On the surface, pianist Tord Gustav-sen's music might fit your average description of the Nordic sound-all dreamy fjords, windswept snowdrifts and winters that last for years. But if you listen close to the Tord Gustavsen Trio's gorgeous album The Ground (ECM) you'll hear tango influences. No, seriously. And live, when the trio backed vocalist Silje Nergaard, I heard Caribbean influences in Gustavsen's playing, too. (His inner Monty Alexander was showing.)

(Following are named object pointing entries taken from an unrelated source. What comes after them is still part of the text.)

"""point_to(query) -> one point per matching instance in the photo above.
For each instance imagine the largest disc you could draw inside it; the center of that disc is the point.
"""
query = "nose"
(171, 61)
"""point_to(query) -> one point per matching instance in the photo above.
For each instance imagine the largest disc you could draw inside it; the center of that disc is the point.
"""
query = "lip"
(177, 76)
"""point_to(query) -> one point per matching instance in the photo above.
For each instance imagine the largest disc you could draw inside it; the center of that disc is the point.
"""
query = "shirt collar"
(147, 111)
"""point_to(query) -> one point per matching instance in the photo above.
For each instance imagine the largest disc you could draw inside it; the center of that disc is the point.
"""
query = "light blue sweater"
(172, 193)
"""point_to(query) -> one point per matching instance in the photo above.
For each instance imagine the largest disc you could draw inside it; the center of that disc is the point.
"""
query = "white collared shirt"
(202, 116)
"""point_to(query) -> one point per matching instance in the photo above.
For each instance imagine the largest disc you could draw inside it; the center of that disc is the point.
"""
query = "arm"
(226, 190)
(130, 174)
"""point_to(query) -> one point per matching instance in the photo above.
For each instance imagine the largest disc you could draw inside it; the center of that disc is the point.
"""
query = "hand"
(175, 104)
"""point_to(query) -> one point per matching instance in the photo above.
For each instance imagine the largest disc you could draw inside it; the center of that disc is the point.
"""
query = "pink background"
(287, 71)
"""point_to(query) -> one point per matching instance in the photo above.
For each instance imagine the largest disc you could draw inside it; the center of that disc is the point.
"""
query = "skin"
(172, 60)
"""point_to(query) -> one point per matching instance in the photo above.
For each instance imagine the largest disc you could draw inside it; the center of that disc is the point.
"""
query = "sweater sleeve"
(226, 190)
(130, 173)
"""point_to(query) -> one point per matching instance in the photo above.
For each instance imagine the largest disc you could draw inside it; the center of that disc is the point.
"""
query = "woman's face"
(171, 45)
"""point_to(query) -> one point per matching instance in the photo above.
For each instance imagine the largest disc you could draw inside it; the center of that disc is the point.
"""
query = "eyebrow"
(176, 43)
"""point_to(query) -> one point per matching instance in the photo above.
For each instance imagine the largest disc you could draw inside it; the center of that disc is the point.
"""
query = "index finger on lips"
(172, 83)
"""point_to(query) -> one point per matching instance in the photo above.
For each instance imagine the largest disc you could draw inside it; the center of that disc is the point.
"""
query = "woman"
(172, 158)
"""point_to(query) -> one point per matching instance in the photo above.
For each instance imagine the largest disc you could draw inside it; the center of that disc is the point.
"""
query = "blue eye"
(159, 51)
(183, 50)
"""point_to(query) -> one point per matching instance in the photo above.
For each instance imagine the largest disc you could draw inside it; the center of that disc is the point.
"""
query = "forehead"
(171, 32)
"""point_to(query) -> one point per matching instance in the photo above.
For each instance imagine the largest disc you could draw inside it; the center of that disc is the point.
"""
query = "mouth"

On The Ground, listen to the near-waltz rhythm and the breaks on "Being There," and the band's switch to the minor on "Colours of Mercy" for examples of the Latin tinge. Hell, there's even a song called "Token of Tango." But because Gustavsen, bassist Harald Johnsen and drummer Jarle Vespestad play so quiet and slow-the opposite of what we think of with tango or Latin or Caribbean music-it seems odd to bring up these references. Of course, you can hear bits of Bill Evans, Lennie Tristano and fellow Norwegian Jon Balke in Gustavsen's expertly chosen harmonies and well-defined solos, in addition to the hymnal qualities of church music. But it's these other, less obvious influences that that makes Gustavsen's playing so unique.
Like Changing Places, one of my favorite CDs of 2003, The Ground is uniformly beautiful, and the trio's rigorously restrained playing is a complete marvel. I've already saved space at the top of my 2005 list for The Ground.